A questo punto il M5s si trova sempre più stretto in una tenaglia: da una parte, c’è l’Opa di Salvini, che da mesi sta rubando elettori, e ora dall’altra si profila il progetto di Zingaretti, che potrebbe eroderne i consensi da sinistra. I 5 Stelle rischiano la scissione, soprattutto se alle Europee dovessero scendere sotto il 20%?

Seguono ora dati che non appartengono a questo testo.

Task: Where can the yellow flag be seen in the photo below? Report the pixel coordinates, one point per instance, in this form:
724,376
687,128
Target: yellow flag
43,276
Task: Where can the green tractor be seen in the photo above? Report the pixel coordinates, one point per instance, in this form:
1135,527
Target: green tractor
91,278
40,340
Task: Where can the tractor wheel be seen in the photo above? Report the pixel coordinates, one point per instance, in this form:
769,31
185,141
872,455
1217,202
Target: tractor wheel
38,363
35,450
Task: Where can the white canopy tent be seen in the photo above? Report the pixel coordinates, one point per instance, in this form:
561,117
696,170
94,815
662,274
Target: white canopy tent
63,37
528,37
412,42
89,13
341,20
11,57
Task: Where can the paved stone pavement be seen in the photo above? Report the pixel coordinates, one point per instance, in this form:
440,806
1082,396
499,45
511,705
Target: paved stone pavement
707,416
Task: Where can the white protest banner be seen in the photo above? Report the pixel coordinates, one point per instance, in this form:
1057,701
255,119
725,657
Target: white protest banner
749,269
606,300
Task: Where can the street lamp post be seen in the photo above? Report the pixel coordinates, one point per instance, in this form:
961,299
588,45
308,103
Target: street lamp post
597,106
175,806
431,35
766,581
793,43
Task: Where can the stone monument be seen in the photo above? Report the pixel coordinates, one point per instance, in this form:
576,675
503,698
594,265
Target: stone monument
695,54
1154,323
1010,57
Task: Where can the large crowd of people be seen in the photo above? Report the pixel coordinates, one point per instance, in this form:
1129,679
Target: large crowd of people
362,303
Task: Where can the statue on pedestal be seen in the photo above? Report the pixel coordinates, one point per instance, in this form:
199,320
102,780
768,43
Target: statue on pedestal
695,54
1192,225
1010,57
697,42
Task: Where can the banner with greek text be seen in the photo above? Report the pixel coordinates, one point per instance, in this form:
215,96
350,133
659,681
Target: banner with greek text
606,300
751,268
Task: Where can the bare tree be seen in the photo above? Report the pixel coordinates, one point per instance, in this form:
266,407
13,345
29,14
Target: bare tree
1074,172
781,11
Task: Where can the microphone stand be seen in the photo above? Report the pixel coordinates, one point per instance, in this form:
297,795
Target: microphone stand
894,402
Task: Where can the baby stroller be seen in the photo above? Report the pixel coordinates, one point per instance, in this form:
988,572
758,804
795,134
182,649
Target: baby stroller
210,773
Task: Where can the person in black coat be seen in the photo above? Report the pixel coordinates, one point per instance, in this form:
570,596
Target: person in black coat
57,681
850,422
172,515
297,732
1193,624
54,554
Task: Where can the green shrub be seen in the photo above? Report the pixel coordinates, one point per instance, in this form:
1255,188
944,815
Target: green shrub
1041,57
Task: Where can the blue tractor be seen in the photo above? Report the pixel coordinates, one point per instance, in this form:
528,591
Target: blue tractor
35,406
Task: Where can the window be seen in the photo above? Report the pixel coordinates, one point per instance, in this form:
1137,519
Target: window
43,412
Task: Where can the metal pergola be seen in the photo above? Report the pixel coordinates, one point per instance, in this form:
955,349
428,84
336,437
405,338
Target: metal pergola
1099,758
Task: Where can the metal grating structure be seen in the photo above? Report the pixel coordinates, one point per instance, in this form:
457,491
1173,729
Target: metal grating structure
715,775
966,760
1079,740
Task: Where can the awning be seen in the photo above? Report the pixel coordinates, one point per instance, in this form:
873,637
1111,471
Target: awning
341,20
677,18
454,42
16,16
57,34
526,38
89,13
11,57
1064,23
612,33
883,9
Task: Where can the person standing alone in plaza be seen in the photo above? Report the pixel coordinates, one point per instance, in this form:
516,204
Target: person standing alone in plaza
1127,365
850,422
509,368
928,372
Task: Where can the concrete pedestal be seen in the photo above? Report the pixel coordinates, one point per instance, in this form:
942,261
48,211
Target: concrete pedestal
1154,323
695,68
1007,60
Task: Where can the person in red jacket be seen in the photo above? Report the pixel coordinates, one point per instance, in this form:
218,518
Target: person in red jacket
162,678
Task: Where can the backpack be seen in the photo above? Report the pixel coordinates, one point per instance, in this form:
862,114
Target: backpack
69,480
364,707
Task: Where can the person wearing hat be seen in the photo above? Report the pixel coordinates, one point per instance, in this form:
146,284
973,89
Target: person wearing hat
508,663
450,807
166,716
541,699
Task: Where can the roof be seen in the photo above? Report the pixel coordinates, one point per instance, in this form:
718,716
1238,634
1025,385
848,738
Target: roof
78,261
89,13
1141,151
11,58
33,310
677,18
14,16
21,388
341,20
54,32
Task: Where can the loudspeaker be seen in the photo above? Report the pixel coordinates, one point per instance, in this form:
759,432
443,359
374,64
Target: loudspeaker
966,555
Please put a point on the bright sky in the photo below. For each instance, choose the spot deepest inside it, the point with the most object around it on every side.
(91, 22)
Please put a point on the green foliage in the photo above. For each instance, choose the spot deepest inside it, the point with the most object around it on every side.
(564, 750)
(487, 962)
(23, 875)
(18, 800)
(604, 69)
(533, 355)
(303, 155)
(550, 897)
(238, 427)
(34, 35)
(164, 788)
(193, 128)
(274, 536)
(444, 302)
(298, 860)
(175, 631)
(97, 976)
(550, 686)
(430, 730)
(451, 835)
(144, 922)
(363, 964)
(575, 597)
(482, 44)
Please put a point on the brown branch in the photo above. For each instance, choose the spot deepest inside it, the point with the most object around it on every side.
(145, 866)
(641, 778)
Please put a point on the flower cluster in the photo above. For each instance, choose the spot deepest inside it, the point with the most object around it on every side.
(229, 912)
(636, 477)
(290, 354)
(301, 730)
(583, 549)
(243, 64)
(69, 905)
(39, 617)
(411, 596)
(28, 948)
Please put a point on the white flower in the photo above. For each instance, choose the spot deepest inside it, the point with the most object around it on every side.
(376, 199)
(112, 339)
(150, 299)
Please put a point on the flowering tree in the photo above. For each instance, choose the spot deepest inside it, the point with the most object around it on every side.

Nessuno ha la sfera di cristallo, difficile fare previsioni. La forza dei 5 Stelle è sempre stata quella di saper parlare a pezzi diversi dell’opinione pubblica e dell’elettorato, sia a destra che a sinistra. Oggi questa sua natura duale, di partito autobus, su cui si sale per fare un pezzo di strada, poi si scende e poi si risale, adesso può diventare un limite.

Perché?

Perché il M5s è al governo e governare pone sempre di fronte alle scelte politiche, che non si possono eludere. Credo che il M5s stia vivendo una pressione esterna, da sinistra e da destra, ma anche interna, tra il livello istituzionale, più governativo, e il livello più militante e attivista, che era poi il nucleo originario del Movimento.

Secondo lei, visto il suo cattivo andamento, potrebbe essere l’economia la causa che può portare a elezioni anticipate già in autunno?

Magari sì, ma a che pro? Perché andare a votare in autunno, che tra l’altro renderebbe molto più complicata la gestione della Legge di bilancio? Tutto è possibile, ma non vedo un beneficio certo per chi volesse andare a elezioni anticipate. Rischieremmo di riaprire una nuova fase di incertezza e di ritrovarci di nuovo punto e a capo.